M. Alexis Zajdenweber. Certains éléments relèvent du droit du travail. L’APE n’est pas un organe de contrôle, ni d’inspection ; elle n’a pas vocation à sanctionner les atteintes au droit du travail. En tant qu’actionnaire, l’État peut être conduit à apprécier, avec le conseil d’administration, le bien-fondé d’un certain nombre de mesures. C’est le rôle de tout actionnaire. L’État donne naturellement son avis sur la pertinence d’une restructuration d’ampleur mise en œuvre par un grand groupe.

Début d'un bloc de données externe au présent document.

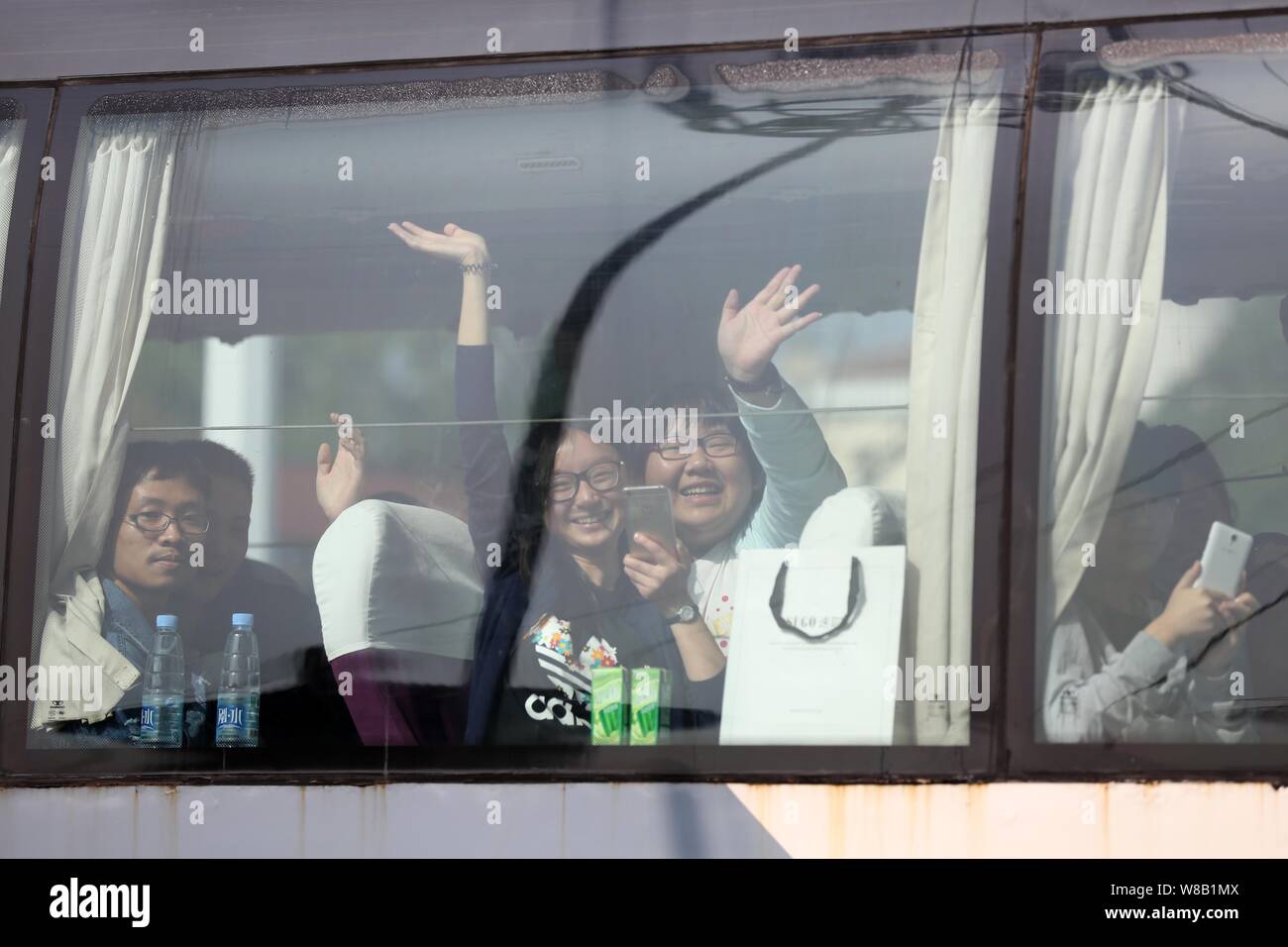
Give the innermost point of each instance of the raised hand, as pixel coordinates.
(1193, 612)
(339, 476)
(748, 338)
(454, 244)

Néanmoins, encore une fois, il est de la responsabilité des dirigeants d’organiser le dialogue social dans l’entreprise et de prendre les décisions. Notre responsabilité, en tant qu’actionnaire, consiste à veiller à ce que l’entreprise soit bien gérée, que le dialogue social fonctionne bien et que les décisions soient en adéquation avec les préoccupations des pouvoirs publics, lesquelles sont bien connues : maintenir l’emploi, reclasser et former les salariés. Il ne nous appartient pas de nous muer en juges des licenciements économiques.

M. le rapporteur. Vous n’émettez donc pas d’avis, de protestation, vous ne formulez donc pas d’interrogation lorsqu’une entreprise dont l’État est actionnaire, qui perçoit des aides publiques, distribue des dividendes et supprime parallèlement des emplois, avec les conséquences que l’on sait pour les personnes concernées, les territoires, voire la souveraineté industrielle ?

Je ne vous mets pas en cause – votre mission est spécifique – mais comprenez que l’on s’interroge légitimement sur l’efficacité de l’action de la puissance publique. Le fait que l’État siège au conseil d’administration d’une entreprise – cela n’est pas rien – et n’essaye pas d’infléchir ses décisions tendant à supprimer des emplois, ou ne proteste pas, ne peut qu’interpeler nos concitoyens.

M. Alexis Zajdenweber. J’ignore si le terme « protestation » est le plus approprié. Nous formulons un avis, une opinion – pas nécessairement de manière publique – sur une décision donnée que l’entreprise a annoncée ou qu’elle s’apprête à prendre. Cela est normal. Nous disons les choses, parfois avec beaucoup de franchise.

Permettez-moi de revenir sur vos propos. Vous avez parlé des dividendes. De mon point de vue d’actionnaire public, il ne me semble pas que les dividendes soient une mauvaise chose en soi. Quand une entreprise dont l’État est actionnaire verse des dividendes, c’est a priori le signe d’une bonne santé et d’une bonne gestion. Dans ce domaine, nous déployons une politique raisonnable, prudente ; nous n’exigeons pas le versement de dividendes à des niveaux déraisonnables. Nous pouvons d’ailleurs arbitrer entre plusieurs solutions et considérer que la situation financière d’une entreprise impose qu’elle verse peu de dividendes pour être en mesure de faire des investissements importants ou d’améliorer sa notation financière. Par le passé, nous l’avons démontré.

Par ailleurs, l’APE investit en tant qu’actionnaire mais ne verse pas d’aides – je crois que vous avez auditionné certains de nos collègues qui sont plus directement impliqués. Je précise qu’il n’est pas incompatible, pour une entreprise, de recevoir une aide pour investir dans une capacité de production et de verser simultanément des dividendes.

J’indique, pour terminer, que l’État est actionnaire de très grandes entreprises, de très grands groupes dont certaines des activités sont extrêmement prospères et donnent de très bons résultats, lesquels permettent le versement de dividendes. Il peut arriver que d’autres activités, au sein des mêmes entreprises ou des mêmes groupes, aient besoin d’être soutenues aux fins de se développer. Et il peut arriver que d’autres activités encore, dans les mêmes structures, rencontrent des difficultés, qui peuvent justifier que des mesures particulières soient prises ou que des restructurations soient décidées.

Nous restons vigilants, nous conservons notre liberté de ton et nous exposons notre point de vue dans le cadre du dialogue avec les dirigeants.

M. le président Denis Masséglia. Je vous propose de compléter nos échanges en répondant par écrit au questionnaire que nous vous avons transmis. Je vous remercie.

La séance s’achève à treize heures vingt.